Re: setting modifiedTime in DefaultFetchSchedule

Posted by Cesare Zavattari <ce...@ctrl-z-bg.org>.

Ciao,
in the meanwhile I've done some other test using nutch 2.1 with
DefaultFetchSchedule where I've put:

modifiedTime = fetchTime;

instead of:

if (modifiedTime <= 0) modifiedTime = fetchTime;

I don't know if this is correct (probably not) but at least 304 seems to be
handled. In particular, in the protocol-file (File.getProtocolOutput) I've
added a special case for 304:

if (code == 304) { // got a not modified response
    return new ProtocolOutput(response.toContent(),
      ProtocolStatusUtils.makeStatus(ProtocolStatusCodes.NOTMODIFIED));
        }

I suppose this is NOT the right solution :-)
Anyway, this is another problem I have with protocol-file. I have the seed:

file://localhost/tmp/files/

this directory contains a couple of files, aa.txt and bbbbb.txt
If a file is deleted, recrawl, readded, it is ignored. I mean:

./nutch crawl urls -depth 2 -topN 5
rm /tmp/files/bbbbb.txt
./nutch crawl urls -depth 2 -topN 5
echo "saaaszzz" >/tmp/files/bbbbb.txt
./nutch crawl urls -depth 2 -topN 5

...
Skipping file://localhost/tmp/files/bbbbb.txt; different batch id (null)
...

and the dump sticks with

...
baseUrl:        file://localhost/tmp/files/bbbbb.txt
status: 1 (status_unfetched)
...
protocolStatus: EXCEPTION, args=[org.apache.nutch.protocol.file.FileError:
File Error: 404]



what am I doing wrong?

Thanks a lot!




On Thu, Nov 15, 2012 at 7:25 PM, Sebastian Nagel <wastl.nagel@googlemail.com
> wrote:

> Hi Cesare,
>
> hmhh... Good catch!
>
> The modifiedTime is also set in CrawlDbReducer.reduce
> right after FetchSchedule.setFetchSchedule is called and the signature
> hasn't changed compared to the previous fetch, cf. NUTCH-1341.
>
> At a first glance, it looks like the modifiedTime is indeed never set
> with DefaultFetchSchedule.
> I'll have a more detailed look at this and come back soon.
>
> Thanks,
> Sebastian
>
> On 11/15/2012 12:33 PM, Cesare Zavattari wrote:
> > Hi all,
> > the AdaptiveFetchSchedure has the following line:
> >
> > if (modifiedTime <= 0) modifiedTime = fetchTime;
> >
> > that DefaultFetchSchedule has not. This seems to
> > prevent DefaultFetchSchedule handle correctly possible 403 responses
> > (modifiedTime seems to be always zero and HttpRequest.java doesn't
> > set If-Modified-Since request part).
> >
> > This is true for both nutch 1.x and 2.x.
> >
> > Is this the expected behaviour?
> >
> > Thanks
> > Bye
> >
>
>


-- 
Cesare

Re: setting modifiedTime in DefaultFetchSchedule

Posted by Sebastian Nagel <wa...@googlemail.com>.

Hi Cesare,

hmhh... Good catch!

The modifiedTime is also set in CrawlDbReducer.reduce
right after FetchSchedule.setFetchSchedule is called and the signature
hasn't changed compared to the previous fetch, cf. NUTCH-1341.

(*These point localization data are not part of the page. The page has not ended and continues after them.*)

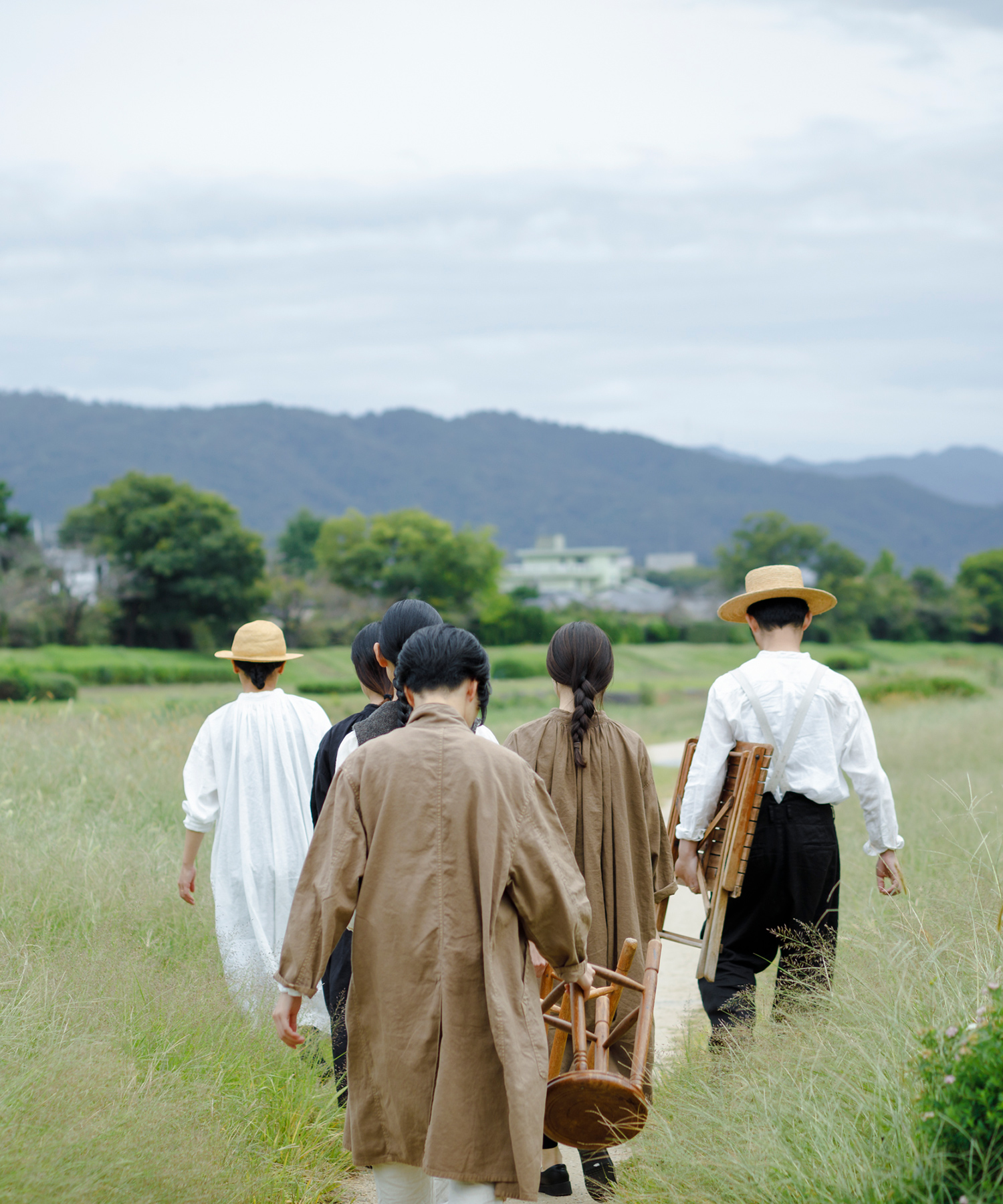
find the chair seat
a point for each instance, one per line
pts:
(594, 1109)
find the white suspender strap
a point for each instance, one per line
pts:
(777, 778)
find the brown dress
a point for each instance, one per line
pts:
(451, 853)
(610, 814)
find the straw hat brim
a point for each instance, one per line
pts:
(734, 611)
(228, 656)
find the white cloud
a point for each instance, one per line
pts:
(772, 227)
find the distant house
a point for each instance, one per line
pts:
(556, 570)
(669, 561)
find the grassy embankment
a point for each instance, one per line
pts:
(126, 1073)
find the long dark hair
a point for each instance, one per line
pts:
(397, 626)
(443, 656)
(580, 656)
(400, 621)
(370, 672)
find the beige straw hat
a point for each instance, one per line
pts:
(260, 642)
(774, 582)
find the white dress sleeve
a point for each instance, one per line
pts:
(347, 746)
(201, 797)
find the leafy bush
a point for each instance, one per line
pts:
(961, 1103)
(344, 686)
(18, 686)
(848, 662)
(514, 668)
(919, 688)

At a first glance, it looks like the modifiedTime is indeed never set
with DefaultFetchSchedule.
I'll have a more detailed look at this and come back soon.

Thanks,
Sebastian

On 11/15/2012 12:33 PM, Cesare Zavattari wrote:
> Hi all,
> the AdaptiveFetchSchedure has the following line:
> 
> if (modifiedTime <= 0) modifiedTime = fetchTime;
> 
> that DefaultFetchSchedule has not. This seems to
> prevent DefaultFetchSchedule handle correctly possible 403 responses
> (modifiedTime seems to be always zero and HttpRequest.java doesn't
> set If-Modified-Since request part).
> 
> This is true for both nutch 1.x and 2.x.
> 
> Is this the expected behaviour?
> 
> Thanks
> Bye
>